ThéâtreCritiques de théâtre
Crédit photo : Danny Taillon
Tout comme dans Manuel de la vie sauvage, qui a tout d’abord existé sous forme de roman avant d’être adapté pour la scène du Duceppe en 2021, on suit dans l’adaptation de Royal les déboires d’un antihéros antipathique qui est né avec une cuiller dorée à la bouche et qui frétille pour se distinguer du groupe, et tenter de se hisser au sommet de façon plus ou moins éthique.

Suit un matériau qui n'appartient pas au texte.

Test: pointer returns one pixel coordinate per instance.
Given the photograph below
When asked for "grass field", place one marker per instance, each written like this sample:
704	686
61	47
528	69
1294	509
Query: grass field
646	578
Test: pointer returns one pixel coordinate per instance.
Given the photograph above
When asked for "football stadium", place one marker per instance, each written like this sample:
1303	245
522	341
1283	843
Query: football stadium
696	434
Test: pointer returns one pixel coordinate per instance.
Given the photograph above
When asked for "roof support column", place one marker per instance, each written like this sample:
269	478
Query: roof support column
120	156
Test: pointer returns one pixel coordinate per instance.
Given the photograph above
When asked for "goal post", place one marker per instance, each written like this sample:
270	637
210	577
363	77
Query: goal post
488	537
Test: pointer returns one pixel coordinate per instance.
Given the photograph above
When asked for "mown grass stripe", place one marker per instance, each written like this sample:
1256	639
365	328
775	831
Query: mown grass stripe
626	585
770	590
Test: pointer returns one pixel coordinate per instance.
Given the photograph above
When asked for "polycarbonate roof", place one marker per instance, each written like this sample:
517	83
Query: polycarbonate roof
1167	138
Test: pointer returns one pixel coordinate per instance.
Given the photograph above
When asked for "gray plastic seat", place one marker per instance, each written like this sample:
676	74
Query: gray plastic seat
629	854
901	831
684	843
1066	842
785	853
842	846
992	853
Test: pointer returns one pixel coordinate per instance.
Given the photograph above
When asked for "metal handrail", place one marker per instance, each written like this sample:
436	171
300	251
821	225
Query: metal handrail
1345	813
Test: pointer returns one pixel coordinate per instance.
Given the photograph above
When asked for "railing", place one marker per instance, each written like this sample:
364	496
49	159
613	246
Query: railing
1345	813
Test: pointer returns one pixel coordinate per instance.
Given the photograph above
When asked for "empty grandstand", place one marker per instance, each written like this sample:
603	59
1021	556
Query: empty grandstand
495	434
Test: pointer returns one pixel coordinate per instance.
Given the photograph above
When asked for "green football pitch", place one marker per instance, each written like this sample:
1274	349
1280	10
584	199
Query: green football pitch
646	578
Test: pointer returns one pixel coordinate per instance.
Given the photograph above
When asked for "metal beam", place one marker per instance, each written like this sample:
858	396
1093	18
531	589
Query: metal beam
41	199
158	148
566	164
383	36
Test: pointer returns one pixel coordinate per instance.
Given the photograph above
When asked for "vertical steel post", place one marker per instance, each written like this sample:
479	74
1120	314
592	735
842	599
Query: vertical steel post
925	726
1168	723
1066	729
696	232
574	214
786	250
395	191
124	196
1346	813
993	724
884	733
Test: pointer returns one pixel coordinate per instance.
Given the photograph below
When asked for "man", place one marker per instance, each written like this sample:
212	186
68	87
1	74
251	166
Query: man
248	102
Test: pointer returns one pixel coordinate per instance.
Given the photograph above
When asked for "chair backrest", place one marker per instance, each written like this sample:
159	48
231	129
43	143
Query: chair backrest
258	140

Ici, c’est le microcosme des étudiants en droit de l’Université de Montréal qui est scruté à la loupe, et plus particulièrement la légendaire course au stage.
Adapter un roman en entier pour la scène et en condenser l’esprit en 90 minutes comporte son lot de défis. Le rythme, qui est une des grandes qualités du livre, devient ici un obstacle à l’empathie. À trop vouloir enchaîner les scènes percutantes et les moments forts, on en oublie de bien définir la psychologie des personnages et de laisser le temps aux spectateurs et spectatrices de souffler un peu, et de s’y attacher.
Les dix interprètes qui se trouvent sur scène offrent pourtant des performances absolument énergiques, incarnant jusqu’à l’obsession leurs personnages, en maintenant le niveau d’intensité physique à 11/10 du début à la fin de l’œuvre.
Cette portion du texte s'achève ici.